Mavericks is no stranger to controversy. Ever since SURFER unveiled Jeff Clark’s big-wave playground to the world in June of 1992, a whirlwind of legal disputes and professional quarrels have orbited Half Moon Bay’s iconic wave, and this time, the debate surrounds exactly who will be responsible for organizing its annual contest.
Although Mavericks Surf Ventures has organized and executed the world-renowned Mavericks Surf Contest for the last seven years, a group of prominent individuals within the Mavericks surf community, including photographers Frank Quirarte and Doug Acton and big-wave surfers Peter Mel and Grant Washburn have rallied to create a new event in its stead, as they believe the Mavericks Surf Contest has strayed from its original purpose by placing commercial interests ahead of the wave and its surrounding community. As an alternative, Quirarte and company have proposed “The Jay,” which would honor the memory of Mavericks surfer Jay Moriarity, who died at 22 during a diving accident in the Maldives. The Jay would also donate revenues generated from the event to support local charities.
“The spirit with which Jay lived his life has inspired the surfers and the community to take the event in a new direction,” says “The Jay’s” mission statement. “By dedicating it to his memory, and sharing the excitement and the prosperity with local youth groups, we will be channeling the Maverick’s energy to one of Jay’s favorite places.”
Although the San Mateo County Harbor District will permit just one contest to run at Mavericks this year, Mavericks Surf Ventures’ CEO, Keir Beadling remains confident that his organization’s version of the Mavericks Surf Contest will continue to serve the local community and the athletes involved.
“We have a ton of respect for all of the competitors—past, present and future,” says Beadling. “They are the heart and soul of our annual Mavericks Surf Contest. This year, we are concentrating even more on integrating the passion of the surfers and the community into the event to ensure that everyone has a great experience.

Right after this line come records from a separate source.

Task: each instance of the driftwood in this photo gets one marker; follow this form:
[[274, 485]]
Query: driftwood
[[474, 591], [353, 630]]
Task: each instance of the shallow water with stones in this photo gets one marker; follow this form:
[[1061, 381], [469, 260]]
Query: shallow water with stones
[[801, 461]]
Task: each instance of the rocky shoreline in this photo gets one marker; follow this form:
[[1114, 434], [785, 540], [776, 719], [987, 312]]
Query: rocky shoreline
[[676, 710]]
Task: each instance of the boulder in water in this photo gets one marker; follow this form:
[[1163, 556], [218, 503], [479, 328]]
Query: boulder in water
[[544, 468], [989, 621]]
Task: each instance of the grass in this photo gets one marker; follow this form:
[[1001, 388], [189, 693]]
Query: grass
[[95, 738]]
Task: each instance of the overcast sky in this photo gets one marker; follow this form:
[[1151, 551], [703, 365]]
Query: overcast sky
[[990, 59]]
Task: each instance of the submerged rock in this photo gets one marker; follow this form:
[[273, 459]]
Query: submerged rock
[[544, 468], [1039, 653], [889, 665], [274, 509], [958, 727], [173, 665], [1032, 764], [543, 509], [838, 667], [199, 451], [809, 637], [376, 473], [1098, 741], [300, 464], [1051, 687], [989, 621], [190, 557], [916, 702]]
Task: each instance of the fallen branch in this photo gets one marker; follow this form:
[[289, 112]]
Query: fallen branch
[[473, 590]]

For example, last season we democratized the contest by giving the competitors the full power to determine whether and when to call the contest. We put the control in the hands of the surfers and we expect to continue that innovation each season. We also feel an obligation to help advance the sport of big-wave surfing, and we’re thrilled to once again be part of this season’s Big Wave World Tour.”
Opponents of the Mavericks Contest have cited the event’s negative environmental impact as a catalyst for change and hope to discourage the high volume of spectators (13 of whom were injured last year by a rogue wave) who journey to Pillar Point to watch. To minimize waste, they propose emphasizing viewership via webcast instead of actual foot traffic.
Beadling, however, defends MSV’s environmental awareness and importance to the local economy. “Ours was the first-ever carbon neutral surf contest several years back,” says Beadling. “In 2008, tens of thousands of spectators generated only 20 bags of landfill waste. The Half Moon Bay Chamber of Commerce regularly points to our Contest as the single day event with the greatest positive economic impact on Half Moon Bay coastal businesses. We’re proud of that. We’re trying to do our part, and to encourage folks who care about Mavericks to do theirs too. We regularly organize beach cleanups, educate our fans about personal environmental responsibility, and take our role as a protector of the local Mavericks environs very seriously. “
When asked about The Jay’s progress, Frank Quirarte was brief. “We’re trying to focus on the permit process right now and not get into any more of the press roulette,” wrote Quirarte via email. “Once that happens we will be more than ready to discuss all the details of the event.”
Although the exact packaging and accoutrements of Mavericks’ annual big-wave contest have been left to the discretion of San Mateo County Harbor District, one thing is certain: when the swell of the year pulses across Half Moon Bay this winter the world’s best big-wave surfers will be there – no matter the banner on the bluff.